In this environment, you find your eyes distinguish things that in other circumstances you would tend to overlook. It is in part the overwhelming dominance of the horizontal, in part the interplay between the expanse of sky and the expanse of land, in part the subtle complexity of colors, in part the constant restlessness of light.

It is also the prominence of objects that in other settings do not necessarily call attention to themselves, that are perhaps muted, insignificant or unremarkable.  Or maybe just harmoniously inconspicuous.

 
Once you see it, a horse grazing at sunrise, for example, is more than horse and pasture: it is an affirmation. 

Barren though it may appear, this is not a desolate, barren landscape in the way that, say, an urban street or a blighted neighborhood can be desolate.  Take fences as an example.  Wooden anchoring posts along a barbed-wire-and-steel-post fence have a certain gravity; they have a visual purpose as well as a practical, physical one, a meaning that is both obvious and elusive.

They are, at the very least, a reminder of human attempts to tame and domesticate and control the high plains.In places those attempts appear reasonably successful.  In other place, less so.





One of the conclusions I drew quite quickly is this: What appears to undifferentiated flatness is to some degree just a matter of distance -- the further your vantage point, the flatter the landscape.

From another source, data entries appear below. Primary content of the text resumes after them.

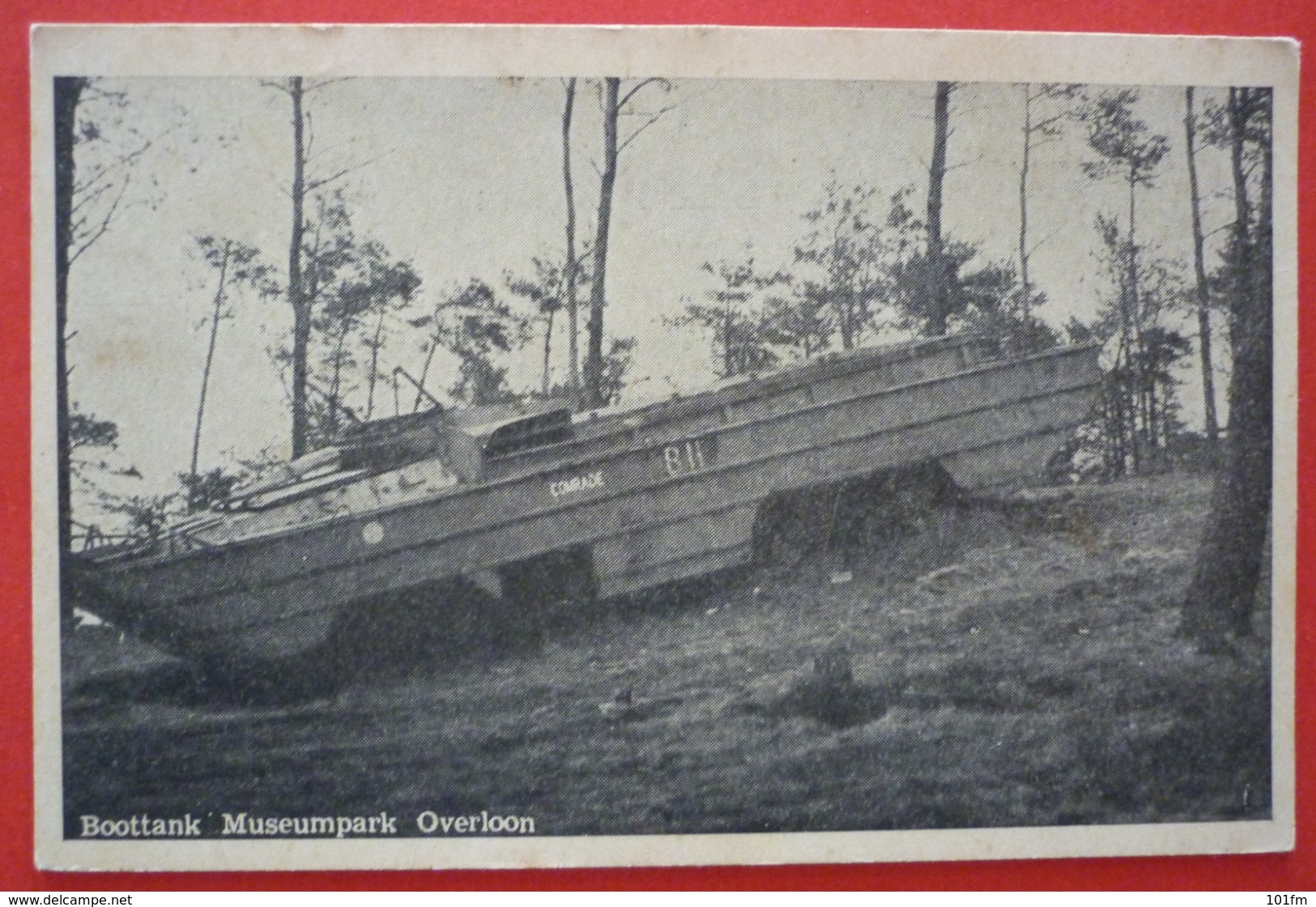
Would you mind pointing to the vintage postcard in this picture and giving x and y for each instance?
(564, 446)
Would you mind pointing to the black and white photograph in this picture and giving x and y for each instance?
(566, 446)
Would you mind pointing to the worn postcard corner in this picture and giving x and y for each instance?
(561, 446)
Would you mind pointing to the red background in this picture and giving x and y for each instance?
(1282, 871)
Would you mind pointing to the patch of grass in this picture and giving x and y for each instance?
(983, 667)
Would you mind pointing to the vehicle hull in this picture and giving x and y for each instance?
(657, 496)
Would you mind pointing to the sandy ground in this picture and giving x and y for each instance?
(982, 666)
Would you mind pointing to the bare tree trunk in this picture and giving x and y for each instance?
(374, 364)
(1208, 379)
(1229, 562)
(1135, 321)
(939, 292)
(1025, 287)
(296, 292)
(547, 353)
(598, 292)
(569, 270)
(67, 94)
(336, 383)
(210, 357)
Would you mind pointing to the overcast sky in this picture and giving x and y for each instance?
(462, 177)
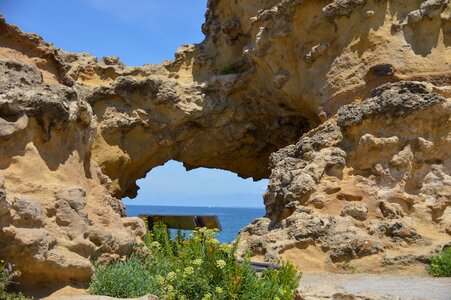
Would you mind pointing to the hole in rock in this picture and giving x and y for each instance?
(171, 190)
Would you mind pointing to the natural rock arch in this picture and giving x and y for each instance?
(77, 133)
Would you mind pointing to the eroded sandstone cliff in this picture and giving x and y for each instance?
(344, 105)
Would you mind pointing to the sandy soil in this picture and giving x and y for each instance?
(405, 287)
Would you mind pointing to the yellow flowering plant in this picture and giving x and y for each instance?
(198, 267)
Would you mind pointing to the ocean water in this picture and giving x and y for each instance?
(232, 219)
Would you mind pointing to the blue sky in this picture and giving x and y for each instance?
(139, 32)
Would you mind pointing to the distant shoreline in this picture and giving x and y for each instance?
(242, 207)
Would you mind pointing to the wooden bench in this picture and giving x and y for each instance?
(183, 222)
(189, 222)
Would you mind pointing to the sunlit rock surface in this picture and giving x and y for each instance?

What is, in fact, true, is that the landscape has plenty of ups and down, plenty of undulation. But to see it requires proximity; moving close to the ground changes one's illusion about what is barren and merely flat.


Even before we reached our cabin at 445 Brubaker Lane, we knew our journey was a success. To see this landscape is to be inspired.  To be there, to be in it is to be possessed, another dimension entirely.  Then you turn around for a look.  From the other end of that five mile drive, the view back is something else altogether.


1 comment:

  1. Thanks, Jim, for sharing reflections on your trip with Stefan. Your images give life to your prose and vice versa.